In recent years, an increasing amount of research has been conducted into the application of single-sided portable NMR to medical imaging. Portable NMR is potentially highly complementary to conventional, high-field MRI by being both more mobile and cost-efficient. This makes it an attractive imaging modality in remote-community or away-from-hospital settings, where high-field MRI is not easily available, as well as for routine screening tasks, where high-field MRI may not be cost-efficient.

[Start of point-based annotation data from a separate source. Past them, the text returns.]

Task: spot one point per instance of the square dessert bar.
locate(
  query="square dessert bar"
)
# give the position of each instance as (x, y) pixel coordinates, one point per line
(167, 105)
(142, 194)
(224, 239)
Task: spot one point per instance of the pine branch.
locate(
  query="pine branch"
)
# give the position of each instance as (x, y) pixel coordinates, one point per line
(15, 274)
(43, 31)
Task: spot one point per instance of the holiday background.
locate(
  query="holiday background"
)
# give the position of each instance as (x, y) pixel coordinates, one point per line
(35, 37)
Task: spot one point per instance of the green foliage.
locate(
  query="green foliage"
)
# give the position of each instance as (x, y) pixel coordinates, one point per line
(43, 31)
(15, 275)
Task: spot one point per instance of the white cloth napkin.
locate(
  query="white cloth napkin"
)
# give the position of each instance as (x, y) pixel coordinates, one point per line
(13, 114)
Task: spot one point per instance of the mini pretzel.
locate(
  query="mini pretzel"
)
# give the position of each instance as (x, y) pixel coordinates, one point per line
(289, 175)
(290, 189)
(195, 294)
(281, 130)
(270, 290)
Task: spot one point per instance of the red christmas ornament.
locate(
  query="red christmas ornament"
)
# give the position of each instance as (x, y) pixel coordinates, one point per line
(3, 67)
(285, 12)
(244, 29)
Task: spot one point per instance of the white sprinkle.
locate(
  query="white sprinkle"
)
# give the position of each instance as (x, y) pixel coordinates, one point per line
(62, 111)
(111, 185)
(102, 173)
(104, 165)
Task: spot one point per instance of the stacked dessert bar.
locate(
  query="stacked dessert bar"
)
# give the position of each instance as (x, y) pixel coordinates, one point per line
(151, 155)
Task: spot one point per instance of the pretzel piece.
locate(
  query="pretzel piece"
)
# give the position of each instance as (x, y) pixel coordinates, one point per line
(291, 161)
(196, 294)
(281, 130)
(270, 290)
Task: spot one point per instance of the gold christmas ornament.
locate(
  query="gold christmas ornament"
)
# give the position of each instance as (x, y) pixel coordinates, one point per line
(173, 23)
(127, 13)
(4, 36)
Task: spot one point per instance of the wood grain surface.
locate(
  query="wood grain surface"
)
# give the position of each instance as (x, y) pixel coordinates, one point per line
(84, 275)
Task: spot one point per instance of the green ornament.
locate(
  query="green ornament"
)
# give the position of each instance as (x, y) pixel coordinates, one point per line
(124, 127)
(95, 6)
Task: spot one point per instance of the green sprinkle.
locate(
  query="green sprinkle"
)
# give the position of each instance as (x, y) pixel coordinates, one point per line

While the underlying physics of conventional MRI and portable NMR are the same, there are significant practical differences, the most significant being the presence of a strong, permanent magnetic field gradient in single-sided portable NMR instrumentation. Consequently, rather than producing near-ideal 90- or 180-degree radio-frequency pulses, portable NMR yields a spatially dependent distribution of rotation angles at each pulse, meaning that for a CPMG pulse sequence, the measured signal is a composite of various coherence transfer pathways rather than that of the pure spin echo pathway. As a result, for simple imaging phantoms, diffusion coefficients measured from CPMG decays are consistently 20-40% greater than those measured from stimulated echo diffusion measurements.
We will discuss our attempts to identify which of the non-ideal pathways contribute to this bias as well as our attempts to correct for this bias or alternatively to filter these pathways out.